The village was called Sant'Angelo in Murgiano until the times of the Lombard ruling and after this it was called, as it is still called Sant'Angelo in Pontano.

=== Patron Saint ===
The patron saint of the town is Saint Nicholas of Tolentino, born (1245) and raised in holiness in Sant'Angelo, where he consecrated his life, joining the Augustinian family.
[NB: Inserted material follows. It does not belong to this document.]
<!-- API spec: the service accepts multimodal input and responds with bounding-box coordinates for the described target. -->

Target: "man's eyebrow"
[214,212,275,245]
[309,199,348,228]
== Main historical buildings ==
- Church of San Michele, built over a former Lombard chapel of which a basrelief remains today.
- Collegiata del SS. Salvatore (early 12th century), in Romanesque-Gothic style. It has a nave and two aisles. The crypt is from the 14th century
- San Nicola church (late 15th to 18th centuries). Remarkable frescos and paintings (Cappellone)
- Santa Maria delle Rose Benedictine monastery, old church and former monastery complex (now Town Hall)
- Rocca (castle) of San Filippo (13th century), outside the town.
- Watchtower (known from 1397)
- Municipal Theatre N.A. Angeletti (19th century)

== Economy ==
=== Agriculture and breeding ===

Centuries of peasant history have shaped the economic landscape of Sant'Angelo. The crops are various and typical of the Macerata and Fermo hills. These include wheat, forage, sunflower, vine, olive tree.
An oil mill for the production of oil and small businesses for the production and processing of cheeses, meats and salami, honey and other typical food specialties of the area are still active in the village and in its hamlets and countryside.

=== Crafts ===

Among the more traditional, widespread and active economic activities are artisanal ones, such as those related to the footwear, leather goods and weaving sector, aimed at the production of valuable products.

=== Small industry ===

In the hamlet of Passo Sant'Angelo, on the route of the Fiastra valley there is a PIP area where some small industrial and logistic activities take place.

=== Tourism ===

Alongside the traditional hospitality and catering structures that have been present and well established for a long time, other hospitality structures such as farmhouses and holiday homes are being developed, in the name of sustainable tourism, also recognized abroad.